Are there any other sources of performance related material?

I'm going to be working on profiling/tweaking my app and would like to
have some solid leads for things to look at.

Thank you,

Donald

Daniel Sobral

unread,
Apr 13, 2012, 4:01:23 PM4/13/12
to Donald McLean, scala-user
General guidelines are difficult and subject to contention, but here
are some anyway:

* Never do something like implicit def f(x) = new { ... }; instead,
create a class, and do new XXX.
* In fact, be sure implicit conversions are not doing something
unexpected. For example, "abc".size is much slower than "abc".length.
For this reason, avoid JavaConversions and use JavaConverters instead.
* List has very particular performance characteristics.
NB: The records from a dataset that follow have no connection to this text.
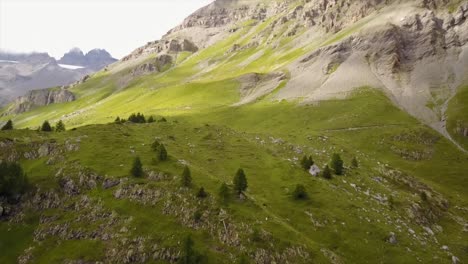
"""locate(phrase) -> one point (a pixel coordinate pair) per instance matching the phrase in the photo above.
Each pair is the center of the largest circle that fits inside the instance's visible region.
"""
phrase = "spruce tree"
(326, 173)
(202, 193)
(186, 177)
(46, 127)
(223, 193)
(60, 126)
(300, 192)
(137, 168)
(240, 181)
(337, 164)
(162, 155)
(8, 125)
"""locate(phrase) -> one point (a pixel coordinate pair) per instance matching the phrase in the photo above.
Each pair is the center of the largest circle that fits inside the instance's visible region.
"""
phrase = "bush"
(326, 173)
(13, 180)
(186, 180)
(137, 168)
(46, 127)
(188, 254)
(137, 118)
(240, 181)
(8, 125)
(355, 163)
(202, 193)
(337, 164)
(307, 162)
(300, 193)
(223, 193)
(60, 126)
Use it only if
you understand them well. Otherwise, play it safe and use Vector --
it's often better anyway. You should learn the performance
characteristics of the collections anyway -- they are documented
somewhere on docs.scala-lang.org.
* There are trade offs between immutable and mutable collections --
understand them and pick the right collection.
* Chaining multiple operations may lead to cache misses due to
excessive object allocation. In such cases, converting first to
Iterator and then back to the expected collection at the end can
improve performance significantly. In many cases, you don't even need
to convert back to a collection.
* Avoid structural types. By the way, doing "val x = new XXX { .... }"
leads to structural types. Doing "val x: XXX = new XXX { ... }" in
these cases avoid them.

These are cheap tips. Real performance needs two things:

1. Measurements. Use a library that collect timing statistics and
sprinkle calls to it along the processing pipelines of your code.
2. Profiling. Use tools to gather data about what the application is doing.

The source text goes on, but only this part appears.